The biohazard symbol, a warning to follow protocol.

The vaccine debate now runs hot and heavy, in this web space, the media in general, and in politics. Now Senator Charles M. Schumer (D-N.Y.) wants the CDC to hand out measles vaccines, including MMR (the most common), to everyone. And he wants taxpayers to pay for it. Senator Schumer should expect better research from his staff. But what a doctor, who should know better, now recommends, tops this. He wants every adult in the country to get what for most would be a third MMR vaccine. Neither the Senator nor this doctor realizes what they might be doing: making the measles problem worse, not better.
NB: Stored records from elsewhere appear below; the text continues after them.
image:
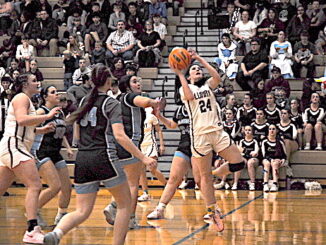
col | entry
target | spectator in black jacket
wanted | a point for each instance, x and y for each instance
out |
(45, 34)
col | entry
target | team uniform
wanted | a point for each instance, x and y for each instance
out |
(206, 129)
(182, 119)
(47, 147)
(133, 118)
(97, 160)
(149, 146)
(17, 140)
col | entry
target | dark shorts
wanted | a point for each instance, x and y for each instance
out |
(45, 156)
(95, 166)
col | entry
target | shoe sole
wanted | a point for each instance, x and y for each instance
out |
(108, 217)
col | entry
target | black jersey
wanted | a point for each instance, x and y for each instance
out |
(51, 142)
(273, 150)
(288, 131)
(232, 128)
(248, 147)
(133, 117)
(260, 131)
(246, 116)
(297, 120)
(273, 116)
(96, 126)
(312, 117)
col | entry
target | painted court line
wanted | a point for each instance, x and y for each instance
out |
(206, 225)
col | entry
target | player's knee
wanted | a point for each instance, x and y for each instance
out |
(235, 167)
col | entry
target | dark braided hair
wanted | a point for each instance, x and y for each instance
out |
(100, 74)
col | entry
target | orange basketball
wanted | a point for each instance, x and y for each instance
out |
(179, 58)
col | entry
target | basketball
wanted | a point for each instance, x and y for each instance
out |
(179, 58)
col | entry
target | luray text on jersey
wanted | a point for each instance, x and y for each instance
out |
(202, 94)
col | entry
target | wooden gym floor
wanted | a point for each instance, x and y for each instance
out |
(287, 217)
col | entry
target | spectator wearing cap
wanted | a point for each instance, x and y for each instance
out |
(120, 43)
(303, 56)
(281, 55)
(97, 32)
(277, 81)
(115, 17)
(253, 67)
(157, 7)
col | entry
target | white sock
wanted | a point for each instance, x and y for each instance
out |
(59, 232)
(161, 205)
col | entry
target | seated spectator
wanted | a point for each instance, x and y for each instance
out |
(45, 34)
(274, 156)
(226, 56)
(303, 56)
(260, 126)
(82, 70)
(317, 19)
(69, 64)
(118, 68)
(246, 112)
(157, 7)
(253, 67)
(281, 55)
(98, 54)
(244, 31)
(78, 91)
(25, 53)
(36, 72)
(299, 23)
(269, 28)
(312, 120)
(134, 21)
(272, 113)
(97, 32)
(120, 43)
(149, 54)
(75, 48)
(258, 95)
(249, 148)
(277, 81)
(288, 132)
(115, 17)
(160, 28)
(296, 118)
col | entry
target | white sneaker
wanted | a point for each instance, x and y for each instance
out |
(234, 187)
(144, 197)
(266, 188)
(251, 186)
(158, 213)
(182, 185)
(274, 188)
(110, 212)
(58, 218)
(35, 236)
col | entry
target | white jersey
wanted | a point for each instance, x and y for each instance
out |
(149, 130)
(24, 134)
(203, 111)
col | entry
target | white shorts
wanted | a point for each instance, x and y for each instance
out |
(13, 152)
(203, 144)
(149, 150)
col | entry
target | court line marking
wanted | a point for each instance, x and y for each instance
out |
(206, 225)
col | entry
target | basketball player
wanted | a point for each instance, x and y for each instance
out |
(206, 131)
(133, 115)
(149, 148)
(46, 149)
(15, 157)
(99, 124)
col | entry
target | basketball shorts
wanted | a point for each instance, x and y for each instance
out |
(94, 167)
(216, 141)
(13, 151)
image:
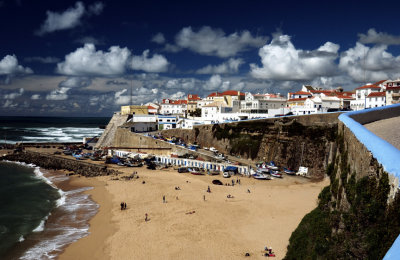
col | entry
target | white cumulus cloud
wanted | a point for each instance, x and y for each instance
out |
(229, 67)
(214, 42)
(58, 94)
(46, 60)
(14, 95)
(120, 98)
(282, 61)
(68, 19)
(215, 83)
(158, 38)
(157, 63)
(35, 97)
(363, 63)
(88, 61)
(9, 66)
(375, 37)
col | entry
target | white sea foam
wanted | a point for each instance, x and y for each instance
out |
(71, 202)
(57, 134)
(79, 228)
(40, 228)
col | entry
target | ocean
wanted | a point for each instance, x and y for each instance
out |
(49, 129)
(40, 214)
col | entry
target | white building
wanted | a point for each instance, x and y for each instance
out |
(375, 99)
(208, 112)
(392, 95)
(167, 122)
(142, 123)
(173, 107)
(261, 103)
(361, 95)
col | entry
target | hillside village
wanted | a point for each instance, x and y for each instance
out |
(235, 105)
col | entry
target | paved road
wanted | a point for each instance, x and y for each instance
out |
(387, 129)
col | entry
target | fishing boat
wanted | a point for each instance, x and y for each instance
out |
(261, 176)
(276, 174)
(263, 170)
(271, 165)
(288, 171)
(195, 171)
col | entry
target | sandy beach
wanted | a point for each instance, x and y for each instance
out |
(186, 226)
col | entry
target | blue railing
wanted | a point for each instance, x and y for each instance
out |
(384, 152)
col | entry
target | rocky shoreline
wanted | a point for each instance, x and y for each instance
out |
(52, 162)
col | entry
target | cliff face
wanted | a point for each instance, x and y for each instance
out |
(357, 214)
(106, 139)
(293, 141)
(57, 163)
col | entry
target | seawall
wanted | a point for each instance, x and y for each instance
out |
(107, 137)
(357, 214)
(289, 141)
(53, 162)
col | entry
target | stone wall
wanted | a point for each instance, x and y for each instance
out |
(128, 141)
(53, 162)
(372, 115)
(107, 137)
(289, 141)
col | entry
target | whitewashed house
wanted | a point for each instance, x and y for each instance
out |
(173, 107)
(361, 95)
(375, 99)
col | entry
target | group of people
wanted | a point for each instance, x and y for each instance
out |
(123, 205)
(268, 252)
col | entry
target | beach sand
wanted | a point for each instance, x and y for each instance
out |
(187, 227)
(101, 227)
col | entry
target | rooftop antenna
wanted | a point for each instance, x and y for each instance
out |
(365, 76)
(131, 91)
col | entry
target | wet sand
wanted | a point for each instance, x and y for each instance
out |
(187, 227)
(101, 227)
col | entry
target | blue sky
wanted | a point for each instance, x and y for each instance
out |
(82, 57)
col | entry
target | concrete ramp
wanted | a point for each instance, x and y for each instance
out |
(107, 137)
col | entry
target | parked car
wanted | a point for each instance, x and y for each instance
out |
(183, 169)
(226, 175)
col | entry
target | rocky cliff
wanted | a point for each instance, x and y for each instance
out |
(58, 163)
(108, 135)
(358, 213)
(290, 141)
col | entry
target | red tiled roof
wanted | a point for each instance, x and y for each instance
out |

Vaccine debate: the players

Senator Schumer needs no introduction. Neither do most who have jumped on a bandwagon, defending the vaccine concept and current vaccine practice as if it were “a basic health need,” like food. But the doctor recommending the third MMR shot does need an introduction.

Meet James D. Cherry, M.D., Professor of Pediatrics, Division of Infectious Diseases, David Geffen School of Medicine (yes, that David Geffen, as in Dreamworks Spielberg, Katzenberg, and), University of California at Los Angeles. He has devoted most of his research to “vaccines and vaccine-preventable diseases.” Now one can understand why he recommended something like that. To a hammer, all the world looks like a nail. To a doctor, everyone looks sick. And to a specialist in vaccine research, everyone could use a vaccine.

Now meet the lineup of opponents. Start with Governor Chris Christie of New Jersey, and Senator Rand Paul (R-Ky.). Then add Barbara Loe Fisher, founder and director of the National Vaccine Information Center. Why did she start the Center? Because her son suffered a “vaccine adverse event” and she found she could not sue for damages. She does not, by the way, recommend absolutely to stay away from all vaccines. She does want parents to know all the facts. Those include some facts the Doctor Cherrys of the world don’t want to tell, or even talk about. She sets forth her full mission on this page.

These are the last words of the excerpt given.